Data Warehousing History
Thirty or so years ago, well before the internet, people figured out that you could no longer rely on a single system itself to provide meaningful insights about your business. They are, by definition, only a slice of your business so when you had questions which required correlating multiple systems, a herculean effort was required to answer it. This lead to the Data Warehouse, or Corporate Information Factory as Bill Inmon dubbed it.
The idea was to create a design of a database system which would mirror your business, allowing you to answer any possible questions you had, regardless of which system facilitated that part of your business. It’s the holy grail of data systems as, in theory, you could ask anything you ever could imagine from your data analysts and get an answer reasonably quick.
The Data Mart is Born!
This proved to be incredibly difficult as the pace of business exceeded that by which the data warehouse schema (data model) could be adapted and data could be made available. Around this time is when Dr. Ralph Kimball (Kimball Group) created a new way to solve for the same problem. And thus, the Data Mart was born!

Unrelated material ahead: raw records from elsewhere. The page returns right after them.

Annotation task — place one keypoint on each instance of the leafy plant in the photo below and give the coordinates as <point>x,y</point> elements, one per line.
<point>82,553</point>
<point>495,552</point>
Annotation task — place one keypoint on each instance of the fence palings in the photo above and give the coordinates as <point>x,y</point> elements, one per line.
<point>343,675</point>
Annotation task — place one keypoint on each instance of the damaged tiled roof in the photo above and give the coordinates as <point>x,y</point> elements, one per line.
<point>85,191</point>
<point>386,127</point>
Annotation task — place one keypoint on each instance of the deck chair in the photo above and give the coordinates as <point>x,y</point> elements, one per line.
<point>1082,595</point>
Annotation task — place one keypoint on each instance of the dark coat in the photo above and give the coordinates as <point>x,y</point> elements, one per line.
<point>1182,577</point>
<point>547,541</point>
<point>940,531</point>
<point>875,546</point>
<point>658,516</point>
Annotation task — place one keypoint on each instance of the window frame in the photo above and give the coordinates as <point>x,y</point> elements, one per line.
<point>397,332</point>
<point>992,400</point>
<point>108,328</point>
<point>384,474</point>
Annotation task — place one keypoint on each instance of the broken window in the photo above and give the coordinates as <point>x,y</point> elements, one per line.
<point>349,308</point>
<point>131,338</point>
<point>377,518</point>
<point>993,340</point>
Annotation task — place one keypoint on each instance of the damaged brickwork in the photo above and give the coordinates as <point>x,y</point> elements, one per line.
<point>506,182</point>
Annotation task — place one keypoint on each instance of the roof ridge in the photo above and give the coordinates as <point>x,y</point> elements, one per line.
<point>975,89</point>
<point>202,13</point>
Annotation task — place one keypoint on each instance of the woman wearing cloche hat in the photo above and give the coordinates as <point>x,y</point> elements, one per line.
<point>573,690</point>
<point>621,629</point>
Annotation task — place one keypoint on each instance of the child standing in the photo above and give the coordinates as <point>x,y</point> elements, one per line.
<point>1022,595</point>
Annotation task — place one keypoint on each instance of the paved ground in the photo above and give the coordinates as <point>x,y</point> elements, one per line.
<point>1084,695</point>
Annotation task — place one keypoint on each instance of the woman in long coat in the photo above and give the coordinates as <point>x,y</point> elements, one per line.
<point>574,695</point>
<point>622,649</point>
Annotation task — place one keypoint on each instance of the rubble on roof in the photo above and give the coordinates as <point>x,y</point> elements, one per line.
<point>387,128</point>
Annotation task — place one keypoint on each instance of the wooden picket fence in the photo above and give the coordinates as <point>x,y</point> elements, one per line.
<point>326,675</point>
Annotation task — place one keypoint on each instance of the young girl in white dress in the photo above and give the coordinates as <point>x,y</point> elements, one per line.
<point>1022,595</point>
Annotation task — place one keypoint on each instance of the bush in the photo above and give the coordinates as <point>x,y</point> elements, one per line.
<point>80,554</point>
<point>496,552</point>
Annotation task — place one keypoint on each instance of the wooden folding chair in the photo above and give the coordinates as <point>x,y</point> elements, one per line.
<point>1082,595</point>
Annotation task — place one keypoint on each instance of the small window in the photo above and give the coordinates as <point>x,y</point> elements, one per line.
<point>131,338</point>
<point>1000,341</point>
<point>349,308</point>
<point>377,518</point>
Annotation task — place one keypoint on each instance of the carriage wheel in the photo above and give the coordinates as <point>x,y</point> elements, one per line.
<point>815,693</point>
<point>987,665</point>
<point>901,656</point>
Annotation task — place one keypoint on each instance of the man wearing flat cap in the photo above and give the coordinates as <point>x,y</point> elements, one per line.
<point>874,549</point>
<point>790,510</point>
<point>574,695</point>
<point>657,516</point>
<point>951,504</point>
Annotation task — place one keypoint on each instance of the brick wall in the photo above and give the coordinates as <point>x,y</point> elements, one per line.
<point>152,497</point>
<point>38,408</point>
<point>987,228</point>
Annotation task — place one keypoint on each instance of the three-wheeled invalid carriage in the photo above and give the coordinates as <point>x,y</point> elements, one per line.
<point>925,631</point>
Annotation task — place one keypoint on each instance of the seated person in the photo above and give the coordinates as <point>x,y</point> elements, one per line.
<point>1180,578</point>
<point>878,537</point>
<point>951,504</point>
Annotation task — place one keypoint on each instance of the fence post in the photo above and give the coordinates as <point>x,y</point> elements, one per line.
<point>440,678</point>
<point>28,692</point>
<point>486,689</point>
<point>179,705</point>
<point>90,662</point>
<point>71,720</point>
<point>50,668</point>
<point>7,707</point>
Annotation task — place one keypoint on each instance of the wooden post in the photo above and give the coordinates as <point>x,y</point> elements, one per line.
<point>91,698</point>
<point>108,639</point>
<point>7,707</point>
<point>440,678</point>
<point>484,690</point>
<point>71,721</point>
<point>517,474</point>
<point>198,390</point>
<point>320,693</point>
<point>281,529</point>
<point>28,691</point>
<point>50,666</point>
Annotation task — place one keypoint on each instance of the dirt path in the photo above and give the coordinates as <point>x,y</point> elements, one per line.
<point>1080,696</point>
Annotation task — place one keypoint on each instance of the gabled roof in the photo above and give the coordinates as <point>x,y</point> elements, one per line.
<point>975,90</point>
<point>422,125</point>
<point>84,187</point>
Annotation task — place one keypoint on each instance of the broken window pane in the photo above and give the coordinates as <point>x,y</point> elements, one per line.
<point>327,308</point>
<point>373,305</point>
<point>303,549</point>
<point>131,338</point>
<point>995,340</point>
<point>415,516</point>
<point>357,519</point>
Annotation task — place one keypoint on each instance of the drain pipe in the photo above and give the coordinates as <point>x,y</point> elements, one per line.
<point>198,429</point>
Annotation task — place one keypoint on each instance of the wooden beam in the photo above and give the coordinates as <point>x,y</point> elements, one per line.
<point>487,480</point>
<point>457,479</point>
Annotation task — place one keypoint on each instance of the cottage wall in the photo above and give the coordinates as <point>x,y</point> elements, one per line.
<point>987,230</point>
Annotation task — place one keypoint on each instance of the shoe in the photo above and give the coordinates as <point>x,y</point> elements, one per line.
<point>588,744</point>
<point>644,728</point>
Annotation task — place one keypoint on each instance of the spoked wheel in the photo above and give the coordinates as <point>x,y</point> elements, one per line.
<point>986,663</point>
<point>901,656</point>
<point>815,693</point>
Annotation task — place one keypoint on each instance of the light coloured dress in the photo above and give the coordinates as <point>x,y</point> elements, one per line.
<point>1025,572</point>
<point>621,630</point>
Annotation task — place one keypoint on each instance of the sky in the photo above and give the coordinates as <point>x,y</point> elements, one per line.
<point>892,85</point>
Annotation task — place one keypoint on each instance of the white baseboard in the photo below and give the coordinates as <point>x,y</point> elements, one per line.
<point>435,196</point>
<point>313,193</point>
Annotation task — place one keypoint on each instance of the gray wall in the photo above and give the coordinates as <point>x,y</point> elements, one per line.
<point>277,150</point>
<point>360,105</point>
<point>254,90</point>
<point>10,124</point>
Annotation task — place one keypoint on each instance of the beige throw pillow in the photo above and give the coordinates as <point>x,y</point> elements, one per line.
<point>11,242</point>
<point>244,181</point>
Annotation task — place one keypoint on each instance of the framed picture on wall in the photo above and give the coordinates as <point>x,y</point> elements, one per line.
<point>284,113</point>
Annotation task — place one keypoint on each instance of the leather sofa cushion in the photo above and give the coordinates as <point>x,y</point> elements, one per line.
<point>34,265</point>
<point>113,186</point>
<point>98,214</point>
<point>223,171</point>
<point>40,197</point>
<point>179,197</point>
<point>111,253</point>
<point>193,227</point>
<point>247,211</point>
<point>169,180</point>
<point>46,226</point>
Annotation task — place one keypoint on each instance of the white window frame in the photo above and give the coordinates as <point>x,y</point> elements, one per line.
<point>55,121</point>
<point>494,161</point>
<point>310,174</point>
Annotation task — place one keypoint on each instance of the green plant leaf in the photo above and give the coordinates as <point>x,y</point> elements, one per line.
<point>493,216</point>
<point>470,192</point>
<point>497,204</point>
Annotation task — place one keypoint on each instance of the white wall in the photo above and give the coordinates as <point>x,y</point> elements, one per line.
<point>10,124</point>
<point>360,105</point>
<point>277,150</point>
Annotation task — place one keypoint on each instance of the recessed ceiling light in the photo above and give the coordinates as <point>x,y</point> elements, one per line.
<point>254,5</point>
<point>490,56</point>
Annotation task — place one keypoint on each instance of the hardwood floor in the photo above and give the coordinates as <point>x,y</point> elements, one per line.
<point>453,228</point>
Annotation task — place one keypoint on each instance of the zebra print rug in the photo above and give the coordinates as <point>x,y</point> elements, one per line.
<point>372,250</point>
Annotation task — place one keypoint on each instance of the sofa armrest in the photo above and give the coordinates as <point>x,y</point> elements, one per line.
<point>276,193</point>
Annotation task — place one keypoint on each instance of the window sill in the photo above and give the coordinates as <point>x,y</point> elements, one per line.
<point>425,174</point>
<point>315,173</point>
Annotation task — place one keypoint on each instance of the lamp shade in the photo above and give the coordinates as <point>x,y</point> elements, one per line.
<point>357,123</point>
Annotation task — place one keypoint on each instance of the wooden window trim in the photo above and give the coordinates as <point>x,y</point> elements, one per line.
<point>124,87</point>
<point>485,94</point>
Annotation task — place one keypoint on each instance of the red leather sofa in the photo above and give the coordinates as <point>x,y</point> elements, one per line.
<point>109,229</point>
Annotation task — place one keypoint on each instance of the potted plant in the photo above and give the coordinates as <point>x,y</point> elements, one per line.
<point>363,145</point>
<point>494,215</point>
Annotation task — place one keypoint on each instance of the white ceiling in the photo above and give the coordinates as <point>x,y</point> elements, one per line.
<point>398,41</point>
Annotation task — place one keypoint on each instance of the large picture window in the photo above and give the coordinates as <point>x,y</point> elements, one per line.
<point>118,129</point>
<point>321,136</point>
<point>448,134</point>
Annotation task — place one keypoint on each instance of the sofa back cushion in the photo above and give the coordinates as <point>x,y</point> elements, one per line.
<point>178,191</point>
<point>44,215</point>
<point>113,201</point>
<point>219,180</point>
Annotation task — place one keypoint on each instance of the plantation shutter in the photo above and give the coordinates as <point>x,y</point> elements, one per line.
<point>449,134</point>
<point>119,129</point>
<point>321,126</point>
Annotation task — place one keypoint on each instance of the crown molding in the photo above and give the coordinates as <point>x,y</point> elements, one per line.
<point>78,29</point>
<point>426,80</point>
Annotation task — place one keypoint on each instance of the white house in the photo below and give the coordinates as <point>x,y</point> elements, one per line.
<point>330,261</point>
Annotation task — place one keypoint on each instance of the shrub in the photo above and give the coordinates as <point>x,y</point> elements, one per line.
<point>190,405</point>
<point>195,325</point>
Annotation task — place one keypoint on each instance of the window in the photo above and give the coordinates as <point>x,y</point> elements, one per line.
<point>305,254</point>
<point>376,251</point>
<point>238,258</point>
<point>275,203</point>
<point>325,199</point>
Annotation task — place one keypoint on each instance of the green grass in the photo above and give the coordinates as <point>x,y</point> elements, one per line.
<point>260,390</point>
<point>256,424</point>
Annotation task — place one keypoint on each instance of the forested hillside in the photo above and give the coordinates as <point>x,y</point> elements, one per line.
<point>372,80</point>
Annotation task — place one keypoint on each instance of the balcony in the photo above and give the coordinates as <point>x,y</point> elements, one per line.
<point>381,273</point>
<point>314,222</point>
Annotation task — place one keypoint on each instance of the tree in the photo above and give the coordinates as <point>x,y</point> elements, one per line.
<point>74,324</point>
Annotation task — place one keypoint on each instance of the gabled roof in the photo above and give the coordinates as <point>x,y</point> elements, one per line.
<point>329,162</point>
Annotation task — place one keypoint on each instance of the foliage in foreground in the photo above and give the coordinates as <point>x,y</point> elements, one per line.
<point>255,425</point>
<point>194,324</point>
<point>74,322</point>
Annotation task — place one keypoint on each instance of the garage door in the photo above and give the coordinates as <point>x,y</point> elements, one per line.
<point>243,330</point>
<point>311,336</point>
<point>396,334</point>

The Data Mart is often synonymous with it’s underlying design, the Star Schema. This design approach focused on individual business processes that were the highest value and built out mini-data-warehouses around them. The design and scale made completing these projects simple and easy to use and they quickly grew in popularity. Some even declared the Data Warehouse dead at this point, but really what was going on is people were just building mini-data-warehouses.
Around 2006 Yahoo! needed to build a new type of data processing system that could scale faster and bigger than anything before it. This was the birth of Hadoop, a distributed computing platform that didn’t require a data model to store data, and was built by nature to be fault-tolerant. Data is saved 3x on different nodes so in order to loose data you’d have to have a major systemic failure, and since there is no data model, there is zero latency when it comes to writing the data to disk.
The Pulsar Method
As those systems evolved, so did the need for how we store and make data readily available. In early 2014 I decided to write this new down in a blog post and label it the Pulsar Method The idea here is that Star Schema’s themselves, while originally intended to be simpler to build, maintain, and access, have themselves become unnecessarily complex and cumbersome.
This new method collapses the star schema into single flat tables. Hence the name Pulsar. The idea being these Pulsars can be easily accessed and understood by people that barely know any database programming (SQL) at all. Database technology today makes this fairly easy and straightforward while providing even greater flexibility and value to your business.
Is the Star Schema dead?
So let’s give this a go…is the Star Schema dead? My answer is no..BUT…the Star Schema in my view is no longer a consumer facing product that the Data team releases to end-users. Instead it is much more of a back-end system that helps the formation of Pulsars easier and consistent.